Free Energy Principle for the Noise Smoothness Estimation of Linear Systems with Colored Noise
Ajith Anil Meera, Martijn Wisse

TL;DR
This paper introduces an online noise smoothness estimator based on the free energy principle, improving state estimation in noisy linear systems and demonstrating its effectiveness through simulations and real-world robotics application.
Contribution
It presents a novel free energy-based estimator for noise smoothness, enabling automatic tuning and improved state estimation in systems with colored noise.
Findings
Estimator converges to free energy optimum
Outperforms existing observers in simulations
Successfully applied to quadrotor state estimation in wind
Abstract
The free energy principle (FEP) from neuroscience provides a framework called active inference for the joint estimation and control of state space systems, subjected to colored noise.
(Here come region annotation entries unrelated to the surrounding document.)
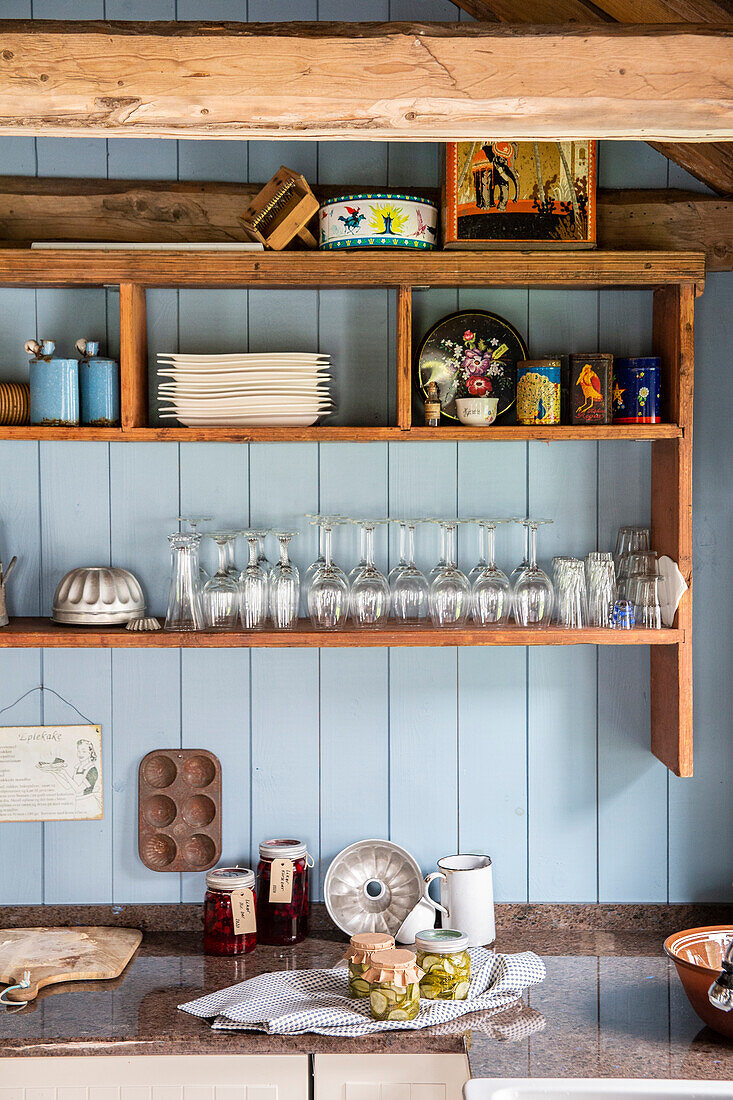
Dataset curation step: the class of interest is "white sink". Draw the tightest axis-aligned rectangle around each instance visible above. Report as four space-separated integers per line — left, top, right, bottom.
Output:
463 1077 733 1100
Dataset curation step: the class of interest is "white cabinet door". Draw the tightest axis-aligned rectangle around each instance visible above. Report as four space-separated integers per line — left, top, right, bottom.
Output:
314 1054 470 1100
0 1054 310 1100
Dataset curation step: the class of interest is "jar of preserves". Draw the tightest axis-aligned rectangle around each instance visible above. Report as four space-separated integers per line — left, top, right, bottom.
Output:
347 932 394 997
204 867 258 955
363 947 423 1020
415 928 471 1001
258 840 313 947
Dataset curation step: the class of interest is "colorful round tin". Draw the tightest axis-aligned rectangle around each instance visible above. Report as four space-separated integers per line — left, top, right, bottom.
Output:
318 193 438 250
613 355 661 424
516 359 562 425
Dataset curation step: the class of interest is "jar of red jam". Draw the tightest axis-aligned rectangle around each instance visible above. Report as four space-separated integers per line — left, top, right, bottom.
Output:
258 840 309 947
204 867 258 955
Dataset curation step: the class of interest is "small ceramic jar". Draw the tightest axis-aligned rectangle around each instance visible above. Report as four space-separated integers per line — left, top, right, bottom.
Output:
347 932 394 998
204 867 258 955
25 340 79 428
364 947 423 1020
258 840 313 947
76 340 120 428
415 928 471 1001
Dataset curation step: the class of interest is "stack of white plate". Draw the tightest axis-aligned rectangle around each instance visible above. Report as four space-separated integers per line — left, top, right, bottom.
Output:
157 352 333 428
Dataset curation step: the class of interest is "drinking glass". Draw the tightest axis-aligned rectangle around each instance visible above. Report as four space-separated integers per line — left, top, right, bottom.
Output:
307 516 349 630
553 558 588 630
634 573 661 630
390 520 429 623
201 531 239 630
586 554 617 627
510 516 529 587
428 519 471 627
239 531 267 630
351 519 390 627
469 519 512 626
165 531 204 630
270 531 300 630
514 519 555 627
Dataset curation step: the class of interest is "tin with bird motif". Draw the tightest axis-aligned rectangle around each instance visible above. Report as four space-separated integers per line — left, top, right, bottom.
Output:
566 352 613 424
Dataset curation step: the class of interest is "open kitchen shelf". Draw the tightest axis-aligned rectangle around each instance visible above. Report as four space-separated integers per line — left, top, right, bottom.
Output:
0 249 704 442
0 618 685 649
0 249 704 776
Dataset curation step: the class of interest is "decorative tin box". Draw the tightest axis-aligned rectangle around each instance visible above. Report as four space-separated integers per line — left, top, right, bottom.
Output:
318 194 438 249
442 138 595 249
613 355 661 424
562 352 613 424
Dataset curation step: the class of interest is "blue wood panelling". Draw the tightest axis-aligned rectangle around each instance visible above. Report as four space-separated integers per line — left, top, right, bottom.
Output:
0 0 733 906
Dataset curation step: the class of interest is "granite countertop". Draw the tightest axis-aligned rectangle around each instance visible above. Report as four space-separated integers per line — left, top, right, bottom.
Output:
0 927 733 1080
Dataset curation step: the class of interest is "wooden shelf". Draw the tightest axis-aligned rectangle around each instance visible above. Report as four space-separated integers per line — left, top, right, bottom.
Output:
0 618 685 649
0 424 682 443
0 249 705 290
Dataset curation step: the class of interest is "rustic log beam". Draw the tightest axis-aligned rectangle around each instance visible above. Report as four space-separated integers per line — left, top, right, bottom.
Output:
0 176 733 271
456 0 733 195
0 20 733 142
However, the active inference community has been challenged with the critical task of manually tuning the noise smoothness parameter. To solve this problem, we introduce a novel online noise smoothness estimator based on the idea of free energy principle. We mathematically show that our estimator can converge to the free energy optimum during smoothness estimation. Using this formulation, we introduce a joint state and noise smoothness observer design called DEMs. Through rigorous simulations, we show that DEMs outperforms state-of-the-art state observers with least state estimation error. Finally, we provide a proof of concept for DEMs by applying it on a real life robotics problem - state estimation of a…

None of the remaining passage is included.